The other night we went to a great dinner at John Elways's Restaurant at the Ritz Carlton in downtown Denver. There was a Glenmorangie single malt scotch whisky dinner in their private dining room and six different scotchs were served that evening. Of all the six, I liked the Lasanta the best because of its sherry overtones.
The first course were some deliciously pan-fried sweet breads with finely shaved fennel and asparagus dressed with a sprinkling of walnuts and a blood orange vinaigrette. I thought this was the best dish of the evening but I would have preferred a vinaigrette with a really good, aged balsamic vinegar.
The next course was seared duck agnolotti (Agnolotti is Italian for priest's hats - small, crescent shaped ravioli) with a puree of butternut squash topped with a citrus cream and ground hazelnuts. The butternut puree was a bit too sweet and I would have thought
deep-fried crispy shallots would have added a better dimension to the overall dish instead of the ground hazelnuts.
The third course was three, large seared scallops with a minted cauliflower puree with a dollop of caviar on each scallop and drizzled with a ginger oil. Perfectly seared scallops. Wish there was more of the ginger oil though.
By now, I am totally stuffed but I had to have at least two bites of the braised short ribs that that just fell apart when I put my fork into it.

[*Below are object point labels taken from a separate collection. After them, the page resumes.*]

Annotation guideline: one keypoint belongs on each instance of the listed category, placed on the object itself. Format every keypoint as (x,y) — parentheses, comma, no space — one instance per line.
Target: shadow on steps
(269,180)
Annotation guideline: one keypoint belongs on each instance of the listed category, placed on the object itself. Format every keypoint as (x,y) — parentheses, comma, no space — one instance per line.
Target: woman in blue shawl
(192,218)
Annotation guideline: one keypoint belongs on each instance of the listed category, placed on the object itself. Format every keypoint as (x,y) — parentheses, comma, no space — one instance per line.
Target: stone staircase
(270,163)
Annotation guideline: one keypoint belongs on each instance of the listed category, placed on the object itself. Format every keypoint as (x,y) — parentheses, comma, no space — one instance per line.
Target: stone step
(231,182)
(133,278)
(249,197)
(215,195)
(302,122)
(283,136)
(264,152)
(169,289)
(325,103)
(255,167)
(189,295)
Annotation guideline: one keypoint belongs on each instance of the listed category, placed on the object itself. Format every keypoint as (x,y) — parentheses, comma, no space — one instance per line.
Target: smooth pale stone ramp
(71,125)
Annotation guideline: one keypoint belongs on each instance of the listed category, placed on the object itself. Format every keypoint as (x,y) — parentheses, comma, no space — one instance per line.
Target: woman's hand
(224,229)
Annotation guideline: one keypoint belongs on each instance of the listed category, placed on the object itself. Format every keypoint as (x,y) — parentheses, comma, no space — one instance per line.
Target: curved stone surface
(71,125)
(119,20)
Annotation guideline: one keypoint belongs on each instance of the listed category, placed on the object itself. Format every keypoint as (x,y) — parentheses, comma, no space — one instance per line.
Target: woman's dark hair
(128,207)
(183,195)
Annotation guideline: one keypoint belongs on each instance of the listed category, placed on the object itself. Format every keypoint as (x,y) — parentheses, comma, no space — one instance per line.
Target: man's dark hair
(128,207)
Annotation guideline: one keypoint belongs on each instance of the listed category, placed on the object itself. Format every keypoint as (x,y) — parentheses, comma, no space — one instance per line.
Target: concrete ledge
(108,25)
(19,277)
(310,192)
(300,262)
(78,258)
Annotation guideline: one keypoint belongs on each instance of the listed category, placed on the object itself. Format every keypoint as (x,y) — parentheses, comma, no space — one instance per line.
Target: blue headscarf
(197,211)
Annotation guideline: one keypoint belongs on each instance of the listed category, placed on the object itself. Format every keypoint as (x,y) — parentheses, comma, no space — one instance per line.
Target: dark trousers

It was a sold out event and because of the over whelming interest in the dinner, there were around 65 people there than the original planned crowd of 30 some. The portions were generous and the presentation of each dish was very punctual. A different chef prepared each course and he came into the dining room to explain it. It was a very enjoyable evening and I certainly would go back for another special dinner. OK, now I am hungry again!